Валтер скинул сапоги. Они качнулись, как кегли, и повалились на пол.
— Обут, — Ян кивнул на сапоги, — приоденут тебя; паек немецкий получишь… Оно и кстати: засиделся ты на дядькиных хлебах.
Жена Густава как раз поставила на стол кувшин с молоком и тихонько вышла.
Валтер вскочил:
— Я с шестнадцати лет работаю! Ты забыл, сколько я на шведском корабле плавал?.. Потом в гавани, еще перед армией; потом служил. А тут война…

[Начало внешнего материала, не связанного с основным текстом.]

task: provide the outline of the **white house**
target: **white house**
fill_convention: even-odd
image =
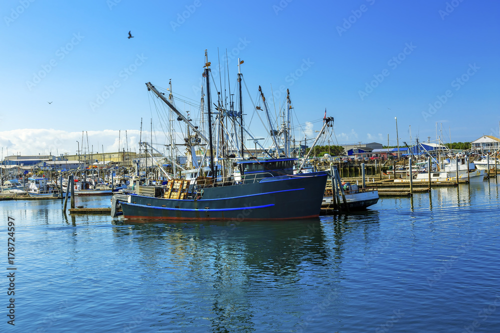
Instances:
[[[491,135],[483,135],[471,142],[470,146],[472,152],[480,154],[493,152],[500,149],[500,139]]]

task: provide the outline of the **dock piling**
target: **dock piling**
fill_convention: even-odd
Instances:
[[[70,190],[71,191],[71,208],[74,208],[74,179],[72,175],[70,176],[68,186],[70,187]]]
[[[366,183],[365,181],[365,176],[366,175],[366,171],[364,170],[364,163],[361,163],[361,175],[363,178],[363,188],[366,188]]]
[[[410,195],[413,195],[413,170],[412,169],[412,158],[408,159],[410,163]]]
[[[429,165],[429,166],[428,166],[428,171],[429,171],[429,192],[430,192],[430,184],[431,184],[431,183],[430,183],[430,172],[431,172],[431,169],[432,169],[432,161],[430,160],[430,156],[429,156],[429,158],[428,158],[428,165]]]

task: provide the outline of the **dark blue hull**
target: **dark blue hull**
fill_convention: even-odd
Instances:
[[[326,172],[270,177],[252,184],[205,188],[198,200],[130,195],[122,202],[127,219],[285,220],[319,216]]]

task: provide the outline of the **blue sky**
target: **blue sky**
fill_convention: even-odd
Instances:
[[[435,139],[436,122],[446,141],[499,136],[498,1],[6,0],[0,14],[0,146],[10,154],[74,153],[82,131],[104,150],[118,148],[119,130],[134,144],[141,117],[159,132],[144,83],[172,78],[174,92],[199,100],[204,50],[213,70],[218,47],[232,58],[232,89],[240,56],[253,98],[260,85],[270,100],[272,85],[278,104],[289,88],[298,122],[320,129],[326,108],[340,144],[386,144],[388,134],[395,145],[394,117],[400,143],[410,126],[414,140]]]

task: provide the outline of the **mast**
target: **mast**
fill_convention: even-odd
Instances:
[[[208,62],[208,55],[205,50],[205,67],[204,76],[206,78],[206,109],[208,117],[208,145],[210,147],[210,170],[212,172],[212,177],[216,176],[214,172],[214,146],[212,142],[212,113],[210,109],[210,62]],[[201,133],[200,133],[201,134]],[[217,177],[216,177],[216,179]],[[214,182],[214,185],[215,183]]]
[[[284,144],[285,152],[286,153],[286,157],[290,157],[290,145],[289,140],[290,135],[290,110],[292,109],[292,101],[290,100],[290,91],[286,89],[286,120],[284,128]]]
[[[168,94],[168,100],[170,102],[174,104],[174,96],[172,94],[172,80],[170,79],[168,80],[168,89],[170,92]],[[174,178],[176,178],[176,164],[177,161],[174,162],[174,126],[172,124],[174,123],[174,120],[172,119],[172,113],[170,113],[170,121],[169,122],[169,127],[170,132],[170,160],[172,162],[172,170],[174,172]]]
[[[264,104],[264,109],[266,110],[266,115],[268,117],[268,121],[269,122],[269,127],[270,129],[271,137],[272,138],[272,142],[274,143],[274,146],[276,147],[276,152],[278,154],[278,157],[279,157],[280,146],[278,145],[278,143],[276,141],[276,136],[274,135],[276,131],[274,130],[274,127],[272,126],[272,122],[271,121],[271,117],[269,114],[269,110],[268,109],[268,103],[266,101],[266,98],[264,97],[264,93],[262,92],[262,89],[260,88],[260,86],[258,86],[258,91],[260,92],[260,96],[262,97],[262,103]]]
[[[242,130],[242,158],[244,159],[243,155],[243,98],[242,95],[242,71],[240,65],[243,63],[243,60],[240,60],[238,58],[238,85],[240,88],[240,126]]]
[[[208,79],[207,81],[208,81]],[[168,105],[170,107],[170,109],[172,109],[172,111],[173,111],[174,112],[176,113],[176,114],[177,115],[178,118],[180,118],[180,120],[184,120],[184,122],[188,124],[188,126],[190,127],[191,128],[191,130],[193,132],[198,134],[198,135],[200,136],[200,137],[202,139],[204,140],[206,142],[208,142],[208,139],[206,138],[206,137],[201,132],[198,130],[198,126],[195,126],[194,125],[193,125],[190,121],[186,117],[184,116],[184,115],[181,113],[177,109],[177,108],[174,105],[174,104],[170,103],[170,101],[168,99],[167,99],[167,98],[164,96],[163,95],[163,94],[162,94],[158,90],[156,90],[156,88],[154,87],[154,86],[152,84],[151,84],[151,82],[148,82],[147,83],[146,83],[146,86],[148,87],[148,90],[151,90],[152,91],[154,92],[155,94],[156,95],[156,96],[160,97],[160,99],[164,102],[165,103],[166,105]]]
[[[309,157],[309,155],[310,155],[311,152],[312,151],[312,148],[314,148],[314,146],[316,145],[316,143],[318,142],[318,140],[319,140],[320,137],[323,134],[324,131],[324,129],[326,128],[327,126],[328,126],[328,123],[330,123],[330,121],[333,122],[334,121],[333,117],[328,117],[328,118],[324,118],[324,122],[323,124],[323,127],[322,128],[321,130],[320,131],[320,133],[318,135],[318,136],[316,137],[316,139],[314,140],[314,142],[312,143],[312,145],[311,146],[310,149],[309,149],[309,152],[308,152],[306,155],[306,156],[304,156],[304,160],[302,161],[302,163],[300,164],[300,167],[298,168],[298,171],[300,171],[300,169],[302,169],[302,167],[304,166],[304,163],[306,163],[306,161]],[[333,126],[333,125],[334,125],[333,124],[331,125],[332,126]],[[306,147],[305,140],[304,140],[304,147]]]

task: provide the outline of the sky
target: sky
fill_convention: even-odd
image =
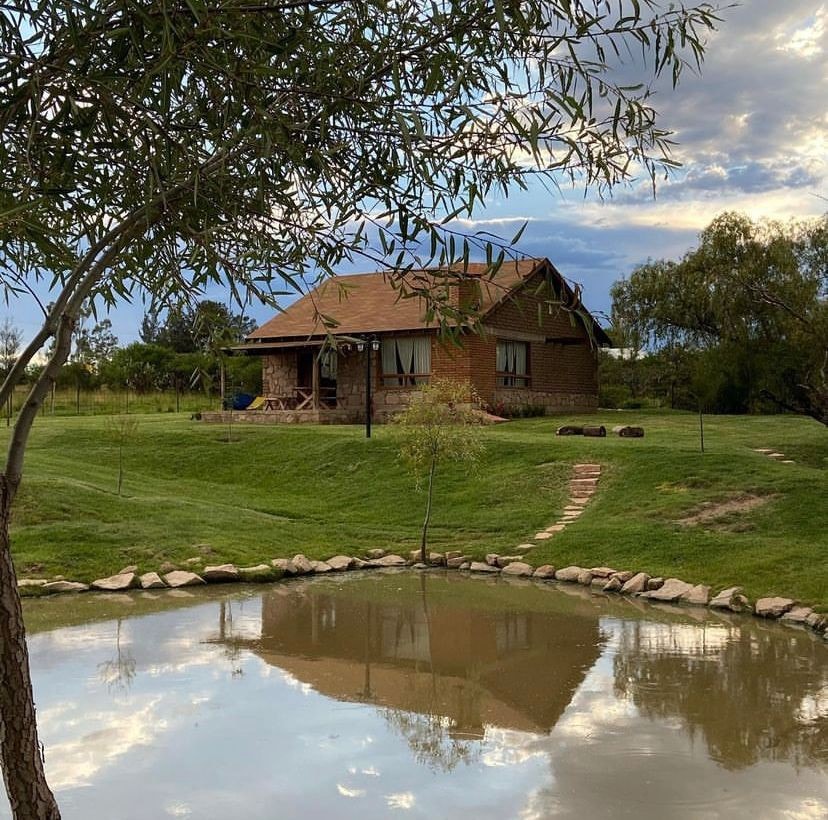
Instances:
[[[680,257],[723,211],[781,220],[828,211],[828,2],[744,0],[721,16],[701,74],[686,72],[675,90],[665,83],[653,100],[682,164],[655,198],[649,178],[603,201],[536,185],[461,227],[509,238],[526,222],[520,252],[548,257],[600,317],[613,282],[648,259]],[[0,321],[4,312],[26,338],[39,326],[31,304],[0,307]],[[138,338],[143,312],[137,303],[110,315],[122,344]],[[272,312],[248,310],[257,321]]]

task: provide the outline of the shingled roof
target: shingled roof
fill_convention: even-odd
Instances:
[[[476,279],[480,285],[480,314],[485,317],[540,270],[551,271],[562,287],[571,291],[549,260],[532,258],[504,262],[494,276],[489,274],[486,264],[469,263],[465,271],[455,270],[448,275],[432,270],[411,271],[402,276],[402,281],[410,292],[418,284],[422,286],[424,280],[430,280],[437,287],[448,288],[450,301],[457,304],[456,285],[464,279]],[[397,287],[392,281],[397,282]],[[323,337],[330,332],[323,316],[335,320],[332,331],[342,336],[436,328],[435,322],[426,320],[424,300],[418,296],[403,296],[399,282],[400,275],[388,271],[333,277],[258,327],[246,341],[248,344],[296,343]],[[607,343],[604,331],[594,320],[593,324],[597,338],[602,344]]]
[[[486,276],[489,268],[470,263],[464,276],[479,279],[483,315],[488,313],[517,285],[525,281],[545,260],[519,259],[504,262],[494,277]],[[337,334],[387,333],[398,330],[423,330],[435,325],[425,319],[426,305],[417,296],[402,297],[391,284],[386,271],[336,276],[294,302],[282,313],[248,335],[249,341],[308,339],[326,333],[321,316],[336,320]],[[424,277],[434,277],[443,287],[460,281],[459,273],[440,278],[430,271],[417,271],[404,277],[411,287]],[[455,296],[456,298],[456,296]]]

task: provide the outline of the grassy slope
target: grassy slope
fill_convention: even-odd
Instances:
[[[643,440],[555,438],[533,419],[487,428],[476,474],[446,468],[432,529],[435,549],[509,553],[566,503],[572,463],[604,465],[587,512],[539,546],[533,563],[646,569],[752,596],[789,594],[828,606],[828,431],[790,417],[709,417],[707,452],[685,414],[619,413]],[[156,569],[203,555],[258,563],[374,546],[417,546],[423,497],[396,462],[389,431],[359,427],[227,428],[143,416],[127,445],[124,496],[101,418],[43,419],[13,520],[21,575],[91,580],[127,563]],[[774,447],[796,460],[753,452]],[[706,501],[771,496],[761,507],[700,526],[675,523]]]

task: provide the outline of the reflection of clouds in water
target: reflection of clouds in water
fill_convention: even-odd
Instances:
[[[186,803],[168,803],[164,806],[164,811],[170,817],[187,817],[193,813],[193,810]]]
[[[828,801],[803,800],[798,806],[783,814],[785,820],[825,820],[828,817]]]
[[[273,669],[274,667],[268,667]],[[281,670],[282,680],[292,689],[296,689],[303,695],[310,695],[313,692],[313,687],[309,683],[299,680],[295,675],[285,670]]]
[[[44,736],[55,736],[79,725],[88,731],[71,740],[49,745],[46,774],[54,789],[92,785],[92,778],[136,746],[147,746],[167,730],[159,717],[161,695],[149,699],[129,714],[122,711],[81,712],[77,704],[61,704],[40,714]],[[70,716],[70,712],[75,714]]]
[[[349,789],[347,786],[343,786],[341,783],[336,784],[336,790],[343,797],[365,797],[365,795],[367,794],[365,789]]]
[[[486,726],[485,732],[483,743],[486,751],[480,756],[484,766],[518,766],[547,754],[538,735],[496,726]]]
[[[641,653],[708,655],[721,652],[729,643],[738,640],[737,626],[724,623],[664,623],[659,621],[617,621],[602,619],[601,626],[609,628],[609,646],[617,651],[630,633],[635,632],[636,649]]]
[[[412,792],[397,792],[395,794],[386,794],[385,802],[389,809],[413,809],[417,798]]]
[[[828,720],[828,684],[812,695],[802,698],[796,717],[800,723]],[[825,812],[825,816],[828,817],[828,811]]]

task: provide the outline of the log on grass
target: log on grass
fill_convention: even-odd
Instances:
[[[621,424],[612,428],[613,433],[618,433],[621,438],[644,438],[643,427],[632,427],[628,424]]]

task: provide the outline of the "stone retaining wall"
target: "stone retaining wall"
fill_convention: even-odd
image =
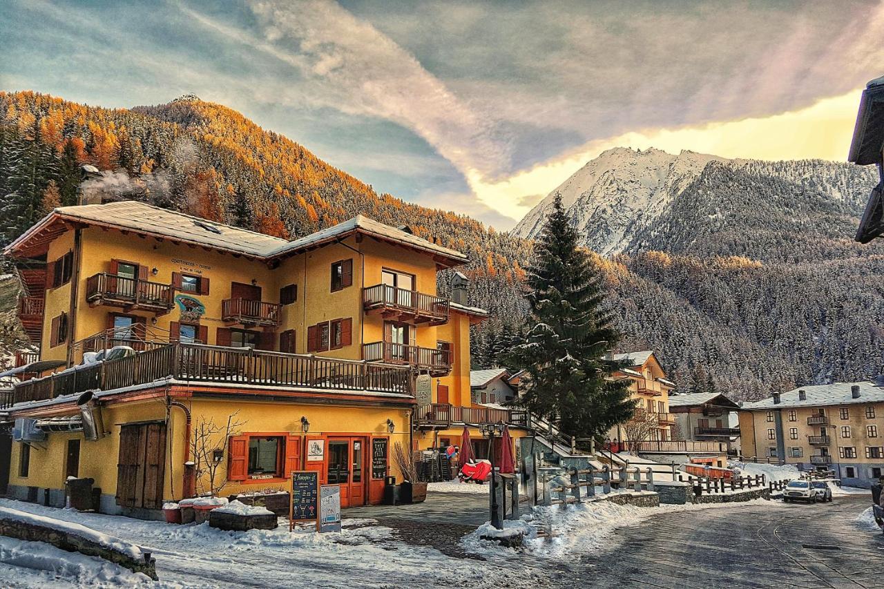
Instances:
[[[98,556],[106,561],[116,562],[129,570],[144,573],[155,581],[158,579],[156,561],[150,558],[149,555],[146,555],[146,560],[135,559],[71,532],[0,516],[0,535],[31,542],[46,542],[68,552],[79,552],[88,556]]]

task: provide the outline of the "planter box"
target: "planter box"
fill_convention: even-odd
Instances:
[[[209,525],[218,530],[275,530],[278,525],[278,518],[274,514],[262,516],[240,516],[234,513],[213,510],[209,513]]]
[[[288,517],[288,504],[291,501],[288,492],[273,493],[266,495],[231,495],[230,501],[238,501],[246,505],[257,503],[280,517]]]

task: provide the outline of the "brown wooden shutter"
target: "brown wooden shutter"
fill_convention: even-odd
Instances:
[[[231,436],[227,450],[227,480],[246,480],[248,476],[248,436]]]
[[[282,476],[286,478],[292,472],[301,470],[301,436],[286,438],[286,464]]]
[[[216,346],[230,346],[230,330],[226,327],[218,327],[215,332]]]
[[[52,326],[50,330],[50,348],[58,345],[58,324],[61,322],[61,316],[52,317]]]
[[[353,317],[340,320],[340,345],[349,346],[353,343]]]
[[[341,262],[341,277],[340,277],[340,286],[341,287],[350,287],[353,285],[353,258],[348,260],[344,260]]]
[[[319,346],[319,325],[310,325],[307,328],[307,352],[316,352]]]

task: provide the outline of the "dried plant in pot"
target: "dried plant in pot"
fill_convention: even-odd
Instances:
[[[415,459],[406,449],[402,442],[396,442],[392,449],[392,460],[396,468],[402,473],[402,484],[400,485],[399,500],[401,503],[420,503],[427,498],[427,484],[417,480],[417,470],[415,468]]]

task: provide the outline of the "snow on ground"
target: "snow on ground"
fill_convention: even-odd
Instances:
[[[761,464],[755,463],[741,463],[728,461],[728,468],[738,469],[742,475],[764,475],[767,481],[785,480],[787,478],[800,478],[801,470],[794,464]]]
[[[499,479],[498,482],[499,482]],[[461,483],[456,478],[441,483],[427,483],[427,493],[475,493],[487,495],[489,493],[488,489],[490,488],[490,483],[485,483],[484,485]]]

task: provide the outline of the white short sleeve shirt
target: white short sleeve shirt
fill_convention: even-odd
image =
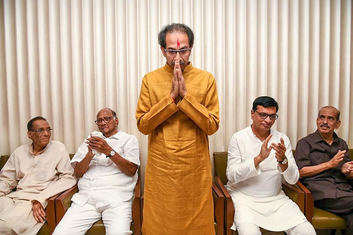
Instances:
[[[140,165],[138,143],[136,137],[119,130],[115,135],[103,138],[121,157]],[[74,168],[88,151],[85,141],[71,160]],[[97,153],[91,161],[87,171],[79,179],[79,192],[73,195],[71,200],[82,206],[91,197],[99,208],[130,200],[137,181],[137,172],[133,176],[128,176],[105,155]]]

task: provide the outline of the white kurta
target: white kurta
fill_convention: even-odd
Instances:
[[[103,138],[114,150],[128,161],[140,165],[138,143],[135,136],[121,131]],[[71,160],[74,168],[88,151],[85,141]],[[71,200],[81,206],[91,197],[98,208],[117,205],[132,199],[137,181],[137,172],[133,177],[123,173],[110,158],[97,153],[90,162],[87,171],[78,180],[79,191]]]
[[[262,142],[250,126],[234,134],[228,149],[227,189],[234,203],[235,230],[241,223],[251,223],[265,229],[282,231],[306,220],[298,205],[282,190],[282,178],[294,184],[299,179],[299,172],[288,137],[271,130],[272,137],[268,147],[283,138],[287,150],[288,168],[282,171],[275,157],[275,151],[255,167],[254,158],[258,155]]]

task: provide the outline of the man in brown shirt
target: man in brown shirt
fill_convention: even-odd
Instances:
[[[315,206],[345,218],[353,228],[353,161],[348,146],[334,132],[341,124],[340,111],[320,109],[317,130],[297,145],[295,159],[300,180],[311,192]]]
[[[65,146],[50,140],[46,119],[34,118],[27,128],[32,143],[15,149],[0,172],[0,234],[36,234],[48,199],[76,184]]]

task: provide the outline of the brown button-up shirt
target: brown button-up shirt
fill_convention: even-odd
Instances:
[[[342,165],[351,161],[348,146],[346,141],[335,132],[333,138],[333,142],[330,145],[322,139],[317,130],[299,140],[297,144],[294,158],[299,170],[304,167],[316,166],[328,162],[339,150],[346,151],[343,161],[336,167],[300,179],[311,192],[314,200],[335,198],[336,189],[353,191],[346,176],[341,172]]]

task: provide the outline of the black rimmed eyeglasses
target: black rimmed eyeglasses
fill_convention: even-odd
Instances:
[[[110,121],[110,120],[111,119],[111,118],[112,117],[115,117],[115,116],[110,116],[110,117],[106,117],[103,119],[98,119],[97,120],[96,120],[95,121],[94,121],[94,122],[96,123],[96,124],[97,124],[97,125],[100,125],[101,124],[102,121],[104,121],[104,122],[106,123],[107,123]]]
[[[179,52],[180,55],[184,55],[187,54],[189,51],[191,50],[191,48],[182,49],[181,50],[166,50],[164,48],[163,49],[164,49],[164,52],[165,52],[167,55],[169,56],[174,56],[175,55],[176,55],[177,52]]]
[[[43,129],[43,128],[38,128],[36,130],[29,130],[31,131],[35,131],[38,134],[42,134],[44,133],[44,131],[47,131],[47,132],[48,133],[51,133],[52,131],[53,130],[53,129],[51,128],[47,128],[46,129]]]
[[[266,113],[261,113],[259,112],[258,112],[255,109],[252,110],[254,110],[254,112],[256,112],[259,113],[259,116],[260,116],[260,117],[264,119],[266,119],[268,117],[270,117],[270,119],[271,119],[273,121],[274,121],[278,118],[278,115],[277,114],[274,113],[273,114],[268,114]]]

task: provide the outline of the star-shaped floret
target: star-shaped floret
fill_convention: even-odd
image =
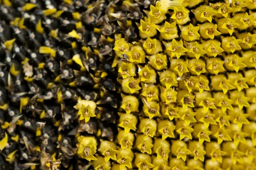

— Не забыл; все помню. Война уж третий год, а тетке на хуторе помочь некому, разве что мать из города приедет.
— Тут партизаны кругом! Ты не знаешь, а мы…
— Вы теперь, — продолжал Ян, — к немцам служить пойдете, а партизаны за харчами явятся. Им тоже жрать хочется, а где ж взять, как не на хуторах?
— Не к немцам! — закричал Валтер, — там все наши офицеры!
— Во как! А в какую форму офицеров оденут, ты не знаешь? Как и вас всех — в немецкую; забыл? И харчи — немецкие. Собаку — и то задарма не кормят: служить надо. Так что, все еще «наши»?
Валтер стоял перед ним — рослый, сильный, загорелый, — и беспомощно искал нужные слова, чтобы спорить, потому что не может быть, чтобы отец был прав; искал и не мог найти.
Не было таких слов.
— Не просчитайся, сынок, — Ян говорил очень тихо, — и парням скажи: не того хозяина выбирают. Немец стелет мягко, а придется ли вам спать, когда большевики по вашим шинелькам палить будут? Подумай, сынок!..
Он тяжело поднялся на ноги, и они шагнули одновременно навстречу друг к другу, обнялись крепко и молча.
…Мальчик, мальчик… Одумался, к счастью, отшатнулся от легиона; а где сейчас, неведомо. Густав тоже ничего не знает, кроме того, что знают все: большевики охотятся на «лесных братьев», и нет пощады тем, кого поймали. Оттого и плачет Лайма украдкой, будто он не знает.